# Matrix index notation and Einstein summation

Can I ask why these two expressions are not equal?

\begin{align}A_{ij}V^j&\ne V^kA_{ki}\\A_{ij}B^{ij}&\ne A^i{}_jB^j{}_i\end{align}

• In both cases, it's because matrices are not in general symmetric.
– J.G.
Apr 8, 2022 at 20:46

First notice that tensors with two upper or two lower indices are not matrices, in that they represent linear transformations; they represent bilinear transformations. Tensors representing matrices have one upper and lower index.

Now in the first expression, if the tensor $$A$$ was symmetric, so that $$A_{ij} = A_{ji}$$, we would have:

$$A_{ij} V^j = A_{ji} V^j = V^j A_{ji} = V^k A_{ki}$$

Where in the last step we relabelled.
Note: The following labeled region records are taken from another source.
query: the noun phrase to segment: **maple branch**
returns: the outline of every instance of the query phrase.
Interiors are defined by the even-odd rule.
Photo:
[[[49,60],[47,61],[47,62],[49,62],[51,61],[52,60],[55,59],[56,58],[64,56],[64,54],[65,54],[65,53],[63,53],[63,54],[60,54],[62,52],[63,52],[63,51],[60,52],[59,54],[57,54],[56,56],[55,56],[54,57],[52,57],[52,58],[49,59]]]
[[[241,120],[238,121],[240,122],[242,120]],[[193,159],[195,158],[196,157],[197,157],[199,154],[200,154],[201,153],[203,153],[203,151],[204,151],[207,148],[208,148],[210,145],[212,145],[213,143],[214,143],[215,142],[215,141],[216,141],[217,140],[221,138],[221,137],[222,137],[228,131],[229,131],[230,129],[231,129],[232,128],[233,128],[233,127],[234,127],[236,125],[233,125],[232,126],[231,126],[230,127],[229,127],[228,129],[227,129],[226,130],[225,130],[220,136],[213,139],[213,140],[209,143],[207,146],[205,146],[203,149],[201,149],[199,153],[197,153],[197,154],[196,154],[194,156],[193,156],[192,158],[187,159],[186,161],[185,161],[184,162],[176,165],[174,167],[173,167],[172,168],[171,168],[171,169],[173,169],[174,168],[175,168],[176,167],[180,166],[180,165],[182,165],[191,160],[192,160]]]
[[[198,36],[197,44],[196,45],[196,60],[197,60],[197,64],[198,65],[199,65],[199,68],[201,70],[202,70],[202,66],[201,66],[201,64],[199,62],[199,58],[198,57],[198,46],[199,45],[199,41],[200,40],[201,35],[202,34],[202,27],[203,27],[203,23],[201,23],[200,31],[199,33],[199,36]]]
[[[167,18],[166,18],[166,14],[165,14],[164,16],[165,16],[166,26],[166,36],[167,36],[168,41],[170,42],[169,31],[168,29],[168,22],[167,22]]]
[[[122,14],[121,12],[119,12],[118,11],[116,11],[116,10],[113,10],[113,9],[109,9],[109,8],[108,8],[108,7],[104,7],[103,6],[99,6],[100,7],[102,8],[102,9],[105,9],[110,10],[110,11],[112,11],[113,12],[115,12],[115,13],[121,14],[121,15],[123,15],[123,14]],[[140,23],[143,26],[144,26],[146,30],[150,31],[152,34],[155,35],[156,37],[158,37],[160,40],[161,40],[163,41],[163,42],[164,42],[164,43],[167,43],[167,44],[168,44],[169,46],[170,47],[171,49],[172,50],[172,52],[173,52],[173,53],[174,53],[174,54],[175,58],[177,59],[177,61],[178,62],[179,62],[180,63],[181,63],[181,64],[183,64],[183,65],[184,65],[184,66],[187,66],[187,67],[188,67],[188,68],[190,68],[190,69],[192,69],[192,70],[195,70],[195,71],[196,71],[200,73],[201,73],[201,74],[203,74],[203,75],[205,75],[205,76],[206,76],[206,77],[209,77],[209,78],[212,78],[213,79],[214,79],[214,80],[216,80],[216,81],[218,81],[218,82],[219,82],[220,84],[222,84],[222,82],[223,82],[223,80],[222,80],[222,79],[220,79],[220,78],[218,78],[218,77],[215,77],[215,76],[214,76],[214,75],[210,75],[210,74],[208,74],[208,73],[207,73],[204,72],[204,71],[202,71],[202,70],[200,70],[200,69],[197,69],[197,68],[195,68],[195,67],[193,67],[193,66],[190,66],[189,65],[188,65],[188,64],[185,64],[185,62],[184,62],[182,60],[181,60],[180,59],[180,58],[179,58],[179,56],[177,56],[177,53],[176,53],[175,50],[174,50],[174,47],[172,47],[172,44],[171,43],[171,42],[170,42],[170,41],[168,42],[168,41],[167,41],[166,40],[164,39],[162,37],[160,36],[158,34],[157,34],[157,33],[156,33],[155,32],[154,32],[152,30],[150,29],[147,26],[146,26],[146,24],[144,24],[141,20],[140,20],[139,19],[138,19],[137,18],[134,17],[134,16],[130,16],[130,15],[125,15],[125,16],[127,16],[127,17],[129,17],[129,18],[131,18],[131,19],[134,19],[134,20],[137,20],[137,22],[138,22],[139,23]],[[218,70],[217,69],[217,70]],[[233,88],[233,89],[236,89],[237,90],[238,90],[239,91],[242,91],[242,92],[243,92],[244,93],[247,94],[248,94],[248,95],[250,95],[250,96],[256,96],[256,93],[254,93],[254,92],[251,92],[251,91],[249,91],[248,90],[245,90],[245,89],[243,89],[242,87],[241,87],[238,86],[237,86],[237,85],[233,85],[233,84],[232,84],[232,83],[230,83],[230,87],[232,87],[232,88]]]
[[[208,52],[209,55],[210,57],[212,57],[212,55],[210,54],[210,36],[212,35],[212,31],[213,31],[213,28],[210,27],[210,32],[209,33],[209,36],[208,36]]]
Thus, in general, it is when the tensor is not symmetric that the two expressions are unequal.

Likewise if the tensor $$B$$ is symmetric, then we get:

$$A_{ij}B^{ij} = A_{ij} B^{ji} = A^i{}_j B^j{}_i$$

Hence, again in general, it is when either tensor $$A$$ or $$B$$ are not symmetric that the two expressions are unequal.